First, let's assign oxidation states to each element in the given redox reaction: \(Pb(s)\): In its solid state, the oxidation state of Pb is 0. \(Pd(NO_3)_2(aq)\): Pd is in the ionic compound Pd(NO3)2 and has an oxidation state of +2 in this compound. The oxidation state of nitrogen in \(NO_3^-\) (nitrate ion) is +5, and that of oxygen is -2. \(Pb(NO_3)_2(aq)\): Pb forms an ionic compound with nitrate ions and has an oxidation state of +2 in this compound. \(Pd(s)\): In its solid state, the oxidation state of Pd is 0.

Now that we've assigned oxidation states, we can determine which species are undergoing oxidation and reduction: Oxidation: Pb(s) goes from an oxidation state of 0 to +2 in \(Pb(NO_3)_2(aq)\). This means Pb is losing 2 electrons. Reduction: Pd(+2) in \(Pd(NO_3)_2(aq)\) goes from an oxidation state of +2 to 0 in Pd(s).
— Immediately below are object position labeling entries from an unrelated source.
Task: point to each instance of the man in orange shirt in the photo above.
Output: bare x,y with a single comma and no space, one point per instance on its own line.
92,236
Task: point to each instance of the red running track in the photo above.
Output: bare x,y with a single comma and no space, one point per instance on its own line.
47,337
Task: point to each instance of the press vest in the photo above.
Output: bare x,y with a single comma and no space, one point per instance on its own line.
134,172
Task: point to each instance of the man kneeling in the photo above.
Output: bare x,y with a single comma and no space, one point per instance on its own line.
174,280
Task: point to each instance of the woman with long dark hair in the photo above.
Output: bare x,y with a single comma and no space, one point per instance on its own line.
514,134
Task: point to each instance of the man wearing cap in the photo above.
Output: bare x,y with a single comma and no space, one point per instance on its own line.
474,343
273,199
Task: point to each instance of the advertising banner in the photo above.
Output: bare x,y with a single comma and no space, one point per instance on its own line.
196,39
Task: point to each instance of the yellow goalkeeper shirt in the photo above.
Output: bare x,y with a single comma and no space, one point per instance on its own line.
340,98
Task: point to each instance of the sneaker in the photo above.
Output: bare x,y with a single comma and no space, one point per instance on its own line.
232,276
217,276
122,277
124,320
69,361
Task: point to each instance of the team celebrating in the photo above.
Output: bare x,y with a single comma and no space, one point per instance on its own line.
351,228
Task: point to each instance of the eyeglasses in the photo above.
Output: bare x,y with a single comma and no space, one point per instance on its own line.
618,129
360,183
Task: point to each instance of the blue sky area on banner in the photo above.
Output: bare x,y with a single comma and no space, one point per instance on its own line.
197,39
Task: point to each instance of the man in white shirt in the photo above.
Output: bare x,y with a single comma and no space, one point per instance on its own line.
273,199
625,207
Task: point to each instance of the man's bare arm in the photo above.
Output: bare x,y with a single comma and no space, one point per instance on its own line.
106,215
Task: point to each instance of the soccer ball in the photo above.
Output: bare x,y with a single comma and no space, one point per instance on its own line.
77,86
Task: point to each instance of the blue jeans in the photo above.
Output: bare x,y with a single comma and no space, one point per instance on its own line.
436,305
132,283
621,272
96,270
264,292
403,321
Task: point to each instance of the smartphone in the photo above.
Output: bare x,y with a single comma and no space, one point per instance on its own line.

This means Pd is gaining 2 electrons.

Now let's write the half-reactions for oxidation and reduction: Oxidation half-reaction: \(Pb(s) \rightarrow Pb^{+2}(aq) + 2e^-\) Reduction half-reaction: \(Pd^{+2}(aq) + 2e^- \rightarrow Pd(s)\) These are the balanced half-reactions for the given redox equation as we have both mass and charge balanced in each of them.